Laura shakes her head. Two sides of an equation that can’t be simplified, an isolated variable that remains after all the like terms have been combined.

 

“Joe and I have adjoining rooms,” Cathy blurts. “There’s a door between them.”

 

Laura winds a nest of pasta around the tines of her fork. The strands twisting and twining, tightening and binding to form a tangled testament to torture, a jumbled objectification of love. The writhing mass is chopped into short segments by her molars, simplified and deconstructed in her stomach, metabolised into their base elements.

 

 

**le fromage**

Cathy asks if the brie is unpasteurised, a gallic shrug, her only answer.

 

Joe squeezes a cube of camembert, the sides bulging out but not yet bursting.

 

Gabe stacks his plate with an assortment. Buttery, chewy, crumbly. Earthy, musky, creamy. 

 

Laura counts the holes in a wedge of Emmental.

 

 

**le dessert**

Laura picks up a spoon, gently tapping it on the brittle crust of the crème brûlée.

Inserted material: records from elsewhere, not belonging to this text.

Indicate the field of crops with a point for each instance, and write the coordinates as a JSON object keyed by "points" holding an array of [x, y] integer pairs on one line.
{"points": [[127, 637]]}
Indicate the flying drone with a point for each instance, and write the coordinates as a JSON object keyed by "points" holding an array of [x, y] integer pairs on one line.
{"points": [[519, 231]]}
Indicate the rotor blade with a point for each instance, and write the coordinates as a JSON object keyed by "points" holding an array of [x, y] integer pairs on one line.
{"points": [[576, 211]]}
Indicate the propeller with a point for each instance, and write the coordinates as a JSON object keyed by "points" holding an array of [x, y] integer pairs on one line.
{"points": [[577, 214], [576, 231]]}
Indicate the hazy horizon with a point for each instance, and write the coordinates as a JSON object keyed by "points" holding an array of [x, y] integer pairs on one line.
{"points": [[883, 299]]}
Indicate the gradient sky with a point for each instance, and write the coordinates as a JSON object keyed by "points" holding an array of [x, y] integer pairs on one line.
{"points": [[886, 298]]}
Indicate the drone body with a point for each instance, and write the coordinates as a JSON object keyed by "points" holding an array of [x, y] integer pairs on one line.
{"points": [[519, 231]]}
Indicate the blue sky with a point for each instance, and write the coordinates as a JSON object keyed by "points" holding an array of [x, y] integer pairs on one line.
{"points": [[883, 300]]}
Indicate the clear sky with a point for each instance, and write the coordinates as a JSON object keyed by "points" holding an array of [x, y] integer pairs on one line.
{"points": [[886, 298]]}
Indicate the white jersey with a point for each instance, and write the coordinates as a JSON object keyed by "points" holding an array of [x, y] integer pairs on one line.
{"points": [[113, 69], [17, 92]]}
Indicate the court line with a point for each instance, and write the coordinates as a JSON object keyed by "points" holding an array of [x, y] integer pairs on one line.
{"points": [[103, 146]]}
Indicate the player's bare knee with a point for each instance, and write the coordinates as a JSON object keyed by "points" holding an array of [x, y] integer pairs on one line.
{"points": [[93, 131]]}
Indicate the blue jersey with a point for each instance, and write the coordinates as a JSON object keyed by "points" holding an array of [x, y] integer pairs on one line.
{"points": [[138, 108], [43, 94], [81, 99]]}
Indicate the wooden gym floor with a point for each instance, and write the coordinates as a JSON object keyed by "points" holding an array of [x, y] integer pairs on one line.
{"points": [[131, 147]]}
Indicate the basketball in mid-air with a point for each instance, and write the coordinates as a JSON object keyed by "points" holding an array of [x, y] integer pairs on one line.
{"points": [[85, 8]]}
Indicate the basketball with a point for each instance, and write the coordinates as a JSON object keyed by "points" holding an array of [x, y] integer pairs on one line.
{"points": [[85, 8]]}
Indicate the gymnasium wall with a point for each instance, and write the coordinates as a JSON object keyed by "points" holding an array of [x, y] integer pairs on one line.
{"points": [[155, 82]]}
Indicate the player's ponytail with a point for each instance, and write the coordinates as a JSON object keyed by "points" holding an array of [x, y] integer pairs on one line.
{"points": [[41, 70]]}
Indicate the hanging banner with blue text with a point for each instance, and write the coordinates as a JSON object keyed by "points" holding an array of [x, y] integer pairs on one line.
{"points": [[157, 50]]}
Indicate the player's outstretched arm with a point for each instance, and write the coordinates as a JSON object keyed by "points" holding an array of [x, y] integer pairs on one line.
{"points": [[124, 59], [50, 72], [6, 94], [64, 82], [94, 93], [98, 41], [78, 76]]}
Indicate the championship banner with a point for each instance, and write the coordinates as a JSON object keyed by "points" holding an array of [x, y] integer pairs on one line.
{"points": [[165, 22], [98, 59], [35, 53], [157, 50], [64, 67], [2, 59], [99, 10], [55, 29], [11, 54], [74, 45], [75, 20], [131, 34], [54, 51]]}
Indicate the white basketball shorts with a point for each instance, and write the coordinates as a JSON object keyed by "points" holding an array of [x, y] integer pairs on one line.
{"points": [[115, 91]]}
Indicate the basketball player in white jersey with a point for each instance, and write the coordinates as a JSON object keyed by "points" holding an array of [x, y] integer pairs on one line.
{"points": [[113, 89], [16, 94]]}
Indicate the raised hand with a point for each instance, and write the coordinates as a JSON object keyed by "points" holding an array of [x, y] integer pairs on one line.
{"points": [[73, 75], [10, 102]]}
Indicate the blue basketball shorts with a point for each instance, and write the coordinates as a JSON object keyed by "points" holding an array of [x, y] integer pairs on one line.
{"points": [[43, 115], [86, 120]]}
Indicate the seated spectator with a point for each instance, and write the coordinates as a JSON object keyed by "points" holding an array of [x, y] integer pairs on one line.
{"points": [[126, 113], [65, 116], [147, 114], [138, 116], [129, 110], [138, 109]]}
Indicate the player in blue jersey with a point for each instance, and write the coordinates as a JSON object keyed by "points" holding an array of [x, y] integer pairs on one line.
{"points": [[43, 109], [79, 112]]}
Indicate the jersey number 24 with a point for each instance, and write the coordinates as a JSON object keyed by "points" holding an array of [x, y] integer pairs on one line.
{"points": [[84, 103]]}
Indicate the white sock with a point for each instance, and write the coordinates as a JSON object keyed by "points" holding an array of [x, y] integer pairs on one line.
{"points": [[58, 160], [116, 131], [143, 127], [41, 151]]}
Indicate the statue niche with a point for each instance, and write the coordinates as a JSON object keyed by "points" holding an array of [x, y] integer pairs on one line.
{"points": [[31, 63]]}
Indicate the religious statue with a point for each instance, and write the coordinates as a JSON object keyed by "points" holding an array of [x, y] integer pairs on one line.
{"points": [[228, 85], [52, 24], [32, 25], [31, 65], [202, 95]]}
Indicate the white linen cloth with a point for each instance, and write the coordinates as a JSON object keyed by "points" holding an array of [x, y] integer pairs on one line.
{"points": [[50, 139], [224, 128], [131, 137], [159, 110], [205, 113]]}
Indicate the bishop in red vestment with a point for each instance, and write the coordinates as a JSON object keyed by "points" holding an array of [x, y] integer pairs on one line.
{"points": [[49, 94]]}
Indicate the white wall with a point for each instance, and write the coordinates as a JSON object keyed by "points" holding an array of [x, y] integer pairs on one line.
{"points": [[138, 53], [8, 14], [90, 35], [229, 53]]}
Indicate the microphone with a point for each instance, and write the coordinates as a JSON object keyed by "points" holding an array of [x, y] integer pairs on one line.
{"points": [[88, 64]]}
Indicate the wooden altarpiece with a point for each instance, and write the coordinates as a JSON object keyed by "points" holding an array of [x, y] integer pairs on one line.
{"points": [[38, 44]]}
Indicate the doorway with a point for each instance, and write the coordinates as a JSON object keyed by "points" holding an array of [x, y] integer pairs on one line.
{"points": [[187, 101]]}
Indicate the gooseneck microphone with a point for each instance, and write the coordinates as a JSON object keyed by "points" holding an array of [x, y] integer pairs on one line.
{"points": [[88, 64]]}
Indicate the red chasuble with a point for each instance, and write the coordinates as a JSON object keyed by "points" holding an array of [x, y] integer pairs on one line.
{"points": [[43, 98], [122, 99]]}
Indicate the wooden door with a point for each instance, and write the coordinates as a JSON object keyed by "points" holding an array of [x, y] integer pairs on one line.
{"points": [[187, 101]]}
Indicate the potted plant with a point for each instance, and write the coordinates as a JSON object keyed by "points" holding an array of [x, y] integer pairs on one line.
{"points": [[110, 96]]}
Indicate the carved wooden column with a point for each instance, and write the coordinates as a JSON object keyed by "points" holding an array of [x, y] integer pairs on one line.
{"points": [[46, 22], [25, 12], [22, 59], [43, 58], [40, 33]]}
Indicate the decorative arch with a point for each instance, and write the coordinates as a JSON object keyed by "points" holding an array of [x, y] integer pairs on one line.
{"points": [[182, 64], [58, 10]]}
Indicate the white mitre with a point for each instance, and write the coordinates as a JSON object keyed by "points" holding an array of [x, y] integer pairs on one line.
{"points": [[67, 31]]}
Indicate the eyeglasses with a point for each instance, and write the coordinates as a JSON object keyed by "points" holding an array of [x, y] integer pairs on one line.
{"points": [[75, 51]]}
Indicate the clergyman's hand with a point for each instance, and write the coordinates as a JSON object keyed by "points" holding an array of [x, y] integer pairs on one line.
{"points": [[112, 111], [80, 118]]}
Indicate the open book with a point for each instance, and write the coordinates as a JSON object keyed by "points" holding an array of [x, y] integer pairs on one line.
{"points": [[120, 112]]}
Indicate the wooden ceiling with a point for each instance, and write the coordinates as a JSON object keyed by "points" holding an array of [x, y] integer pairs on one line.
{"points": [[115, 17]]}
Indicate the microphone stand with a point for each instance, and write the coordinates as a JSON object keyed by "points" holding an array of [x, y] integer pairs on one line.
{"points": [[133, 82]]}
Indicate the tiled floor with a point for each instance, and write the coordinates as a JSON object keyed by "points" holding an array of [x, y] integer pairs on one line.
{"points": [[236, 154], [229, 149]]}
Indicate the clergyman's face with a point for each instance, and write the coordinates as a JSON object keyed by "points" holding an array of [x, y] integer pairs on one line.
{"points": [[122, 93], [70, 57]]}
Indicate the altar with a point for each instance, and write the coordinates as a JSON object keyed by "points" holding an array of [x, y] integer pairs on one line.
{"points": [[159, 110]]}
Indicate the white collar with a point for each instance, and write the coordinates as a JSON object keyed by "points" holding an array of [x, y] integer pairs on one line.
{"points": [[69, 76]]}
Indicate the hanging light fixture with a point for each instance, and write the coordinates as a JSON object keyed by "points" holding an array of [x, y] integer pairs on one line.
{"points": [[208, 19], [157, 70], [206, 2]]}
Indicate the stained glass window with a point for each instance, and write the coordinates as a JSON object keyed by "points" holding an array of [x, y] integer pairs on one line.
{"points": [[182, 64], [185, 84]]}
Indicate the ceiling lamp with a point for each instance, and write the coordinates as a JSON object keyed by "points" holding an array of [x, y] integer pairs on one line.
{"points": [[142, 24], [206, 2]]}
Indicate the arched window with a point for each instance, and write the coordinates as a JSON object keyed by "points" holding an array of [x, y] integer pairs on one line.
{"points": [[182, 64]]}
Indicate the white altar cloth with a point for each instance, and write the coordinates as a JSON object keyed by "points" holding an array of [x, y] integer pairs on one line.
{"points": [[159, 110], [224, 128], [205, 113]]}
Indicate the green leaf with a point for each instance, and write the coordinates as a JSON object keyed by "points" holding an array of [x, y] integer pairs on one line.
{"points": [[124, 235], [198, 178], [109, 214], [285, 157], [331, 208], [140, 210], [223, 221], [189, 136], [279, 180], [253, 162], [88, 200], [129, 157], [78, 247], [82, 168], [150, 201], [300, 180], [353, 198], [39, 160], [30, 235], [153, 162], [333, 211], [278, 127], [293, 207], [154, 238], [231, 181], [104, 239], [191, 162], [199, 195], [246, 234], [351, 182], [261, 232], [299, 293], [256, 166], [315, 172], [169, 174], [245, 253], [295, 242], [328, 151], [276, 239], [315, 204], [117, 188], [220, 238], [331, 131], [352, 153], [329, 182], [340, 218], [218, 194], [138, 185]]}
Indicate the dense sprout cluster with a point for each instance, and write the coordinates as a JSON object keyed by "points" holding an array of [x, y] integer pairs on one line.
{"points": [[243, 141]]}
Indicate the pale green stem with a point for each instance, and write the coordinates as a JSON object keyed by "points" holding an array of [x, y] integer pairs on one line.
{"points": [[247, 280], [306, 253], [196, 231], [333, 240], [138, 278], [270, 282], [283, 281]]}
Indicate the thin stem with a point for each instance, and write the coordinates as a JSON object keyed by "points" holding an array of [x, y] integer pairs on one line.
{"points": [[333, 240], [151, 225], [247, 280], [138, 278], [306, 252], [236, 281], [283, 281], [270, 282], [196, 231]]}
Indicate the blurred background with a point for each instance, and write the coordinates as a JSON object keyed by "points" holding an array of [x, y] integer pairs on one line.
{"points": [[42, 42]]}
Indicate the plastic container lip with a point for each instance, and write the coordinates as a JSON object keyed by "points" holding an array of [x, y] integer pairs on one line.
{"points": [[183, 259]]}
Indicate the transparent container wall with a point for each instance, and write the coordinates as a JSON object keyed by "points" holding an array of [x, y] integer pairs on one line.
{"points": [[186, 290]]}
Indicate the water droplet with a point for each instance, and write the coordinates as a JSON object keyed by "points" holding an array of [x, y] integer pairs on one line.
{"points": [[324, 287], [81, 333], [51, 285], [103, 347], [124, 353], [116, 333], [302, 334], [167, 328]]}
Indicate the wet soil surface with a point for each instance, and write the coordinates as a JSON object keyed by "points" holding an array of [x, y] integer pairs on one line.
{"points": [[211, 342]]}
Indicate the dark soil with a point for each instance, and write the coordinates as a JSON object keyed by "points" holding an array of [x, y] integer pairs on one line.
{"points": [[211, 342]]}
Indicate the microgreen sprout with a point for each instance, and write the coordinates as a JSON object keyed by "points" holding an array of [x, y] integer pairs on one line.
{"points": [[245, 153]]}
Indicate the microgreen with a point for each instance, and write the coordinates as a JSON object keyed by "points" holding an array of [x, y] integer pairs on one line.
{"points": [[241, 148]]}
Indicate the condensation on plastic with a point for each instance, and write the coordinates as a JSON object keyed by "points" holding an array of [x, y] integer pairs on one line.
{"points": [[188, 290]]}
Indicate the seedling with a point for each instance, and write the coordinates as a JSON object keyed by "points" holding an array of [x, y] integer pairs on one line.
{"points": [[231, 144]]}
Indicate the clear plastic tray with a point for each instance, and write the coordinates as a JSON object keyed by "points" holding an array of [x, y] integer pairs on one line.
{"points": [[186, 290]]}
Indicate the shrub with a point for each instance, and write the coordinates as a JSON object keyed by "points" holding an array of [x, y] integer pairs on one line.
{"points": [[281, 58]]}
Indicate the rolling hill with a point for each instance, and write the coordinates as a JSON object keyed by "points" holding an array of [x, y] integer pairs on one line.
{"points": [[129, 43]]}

Fractures spread, deep and shallow. A parallelogram of gazes, a triangle of grazes, and still a fatal lack of congruence.

 

She smacks the glaze sharply, drawing attention from the other floating particles.

 

“You okay, Laura?” Cathy asks. “You’ve been quiet all evening.”

 

Laura sets down the spoon and opens her mouth to speak.

 

In this equation, the geometry of truth begins with the sharpest distance between three points.